Closed grigi closed 6 months ago
I have no problem about implementing this, however we probably should do it configurable by users, as in some cases this might not be desired. Please take a look in the comment from @andythomas on https://github.com/Blackymas/NSPanel_HA_Blueprint/discussions/1857#discussioncomment-872433. Perhaps we can have here some discussion around averaging.
Reducing the interval between ADC measurements may be an option to compensate averaging responsiveness.
I read that entire issue now, Highly noisy reading like I have there is one of the things that make a simple bang-bang algorithm for floor heating unreliable. But I see wanting to reduce latency.
So multiple samples a minute could give us the best of both worlds?
It looks like the thermistor is always powered, so taking more readings won't result in any extra self-heating above what's already happening.
This can be relevant also: https://github.com/esphome/esphome/pull/6330
So multiple samples a minute could give us the best of both worlds?
I believe so.
It looks like the thermistor is always powered, so taking more readings won't result in any extra self-heating above what's already happening.
That's right. Disabling sleep may have a much bigger impact, as the CPU and display will increase temp.
Yes, Marlin (the 3D printing firmware) takes 16 samples in a row, every second. And this gives it reliable readings to about 0.05°C on most thermistors.
Until that lands, doing a reading every 20 seconds and emitting them once a minute will probably help significantly.
My concern is then on the CPU needed for these additional readings and averaging. I've seen messages related to ADC taking longer than expected, so this will probably happen more often.
That's right.

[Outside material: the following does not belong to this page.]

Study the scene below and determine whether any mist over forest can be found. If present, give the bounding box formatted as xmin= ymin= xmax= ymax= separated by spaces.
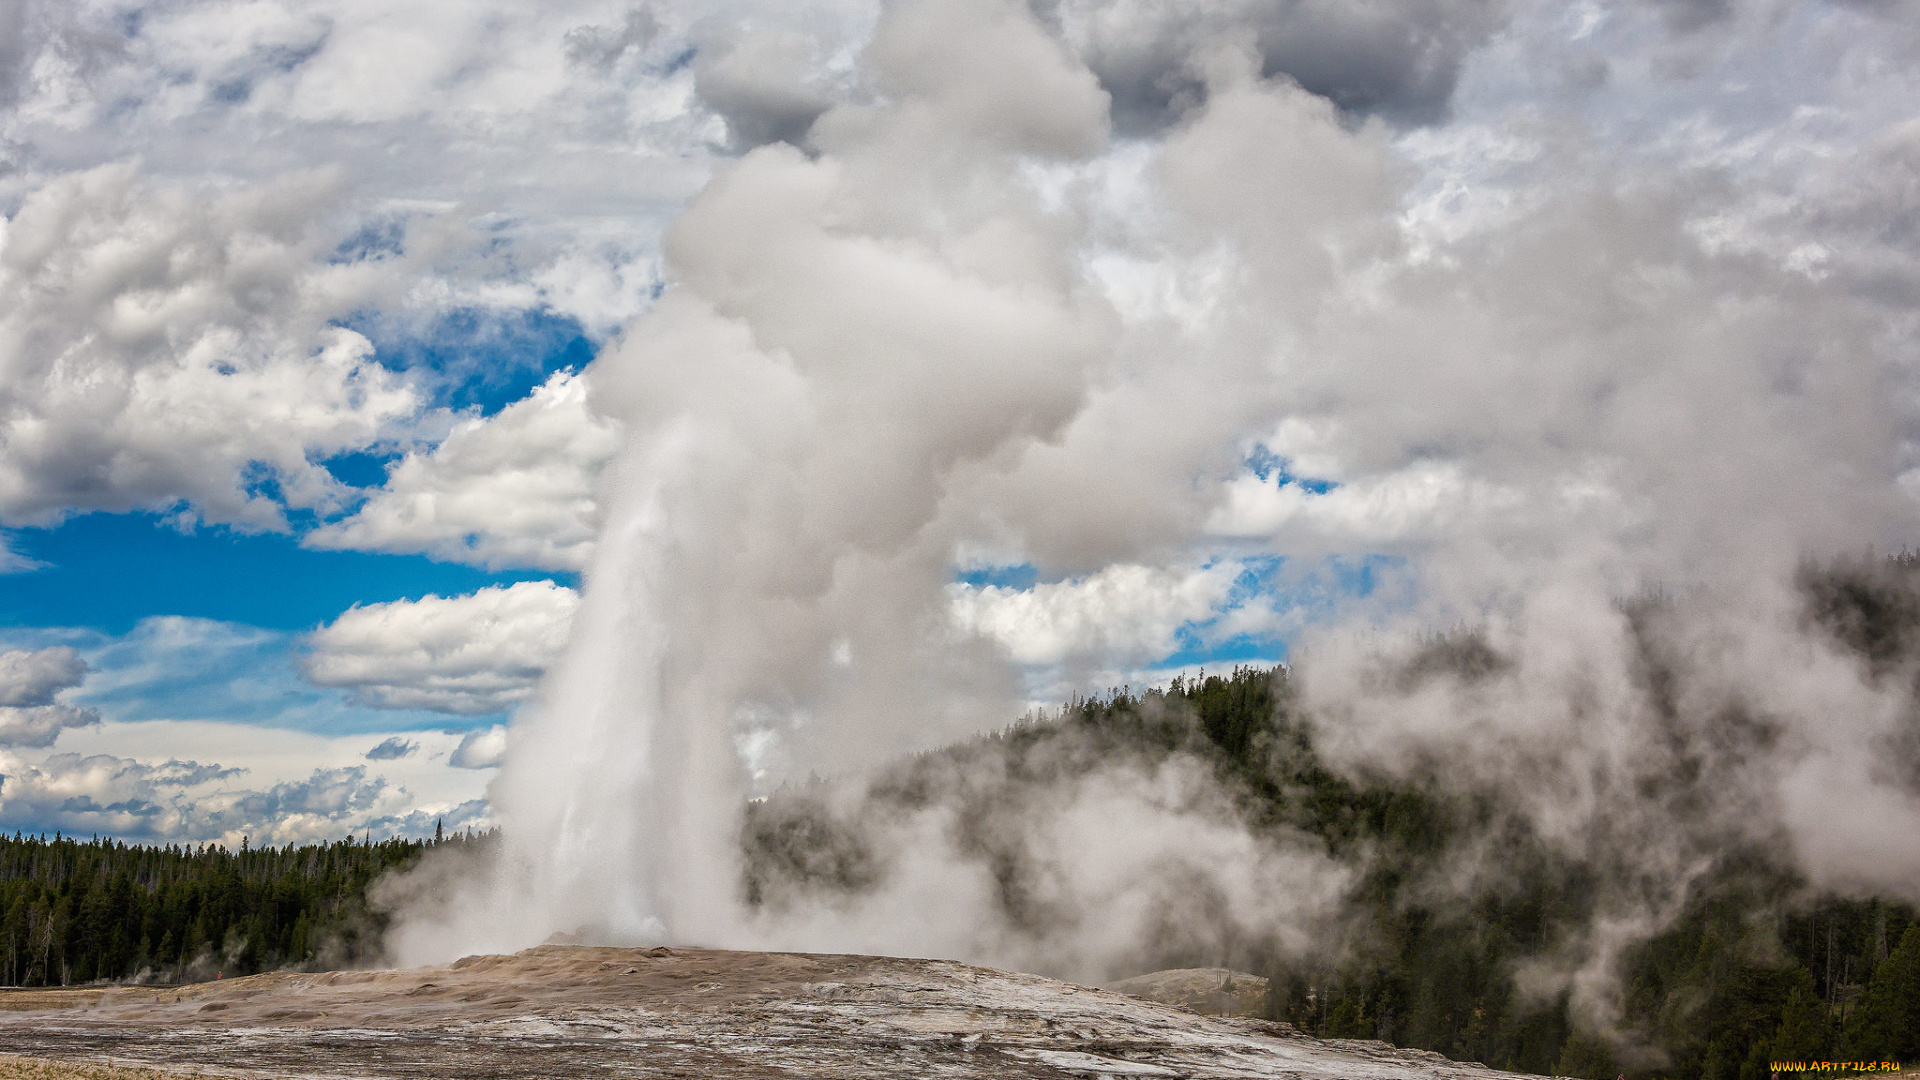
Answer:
xmin=9 ymin=551 xmax=1920 ymax=1079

Disabling sleep may have a much bigger impact, as the CPU and display will increase temp.
I, um tried to measure it, and temp readings get raised by about 0.4°C when doing the screen firmware update, but then drops to ~ 0.1°C elevated with screensaver for me only. Much less than I expected.
My concern is then on the CPU needed for these additional readings and averaging. I've seen messages related to ADC taking longer than expected, so this will probably happen more often.
You could minimise CPU load increase by doing the rolling window over the ADC reading only, and not the post-processing steps?
Surprising that reading an ADC value is "slow" as it shouldn't block, it's not a bit-banging interface where you might have to get timing right with something external like the DHT sensors.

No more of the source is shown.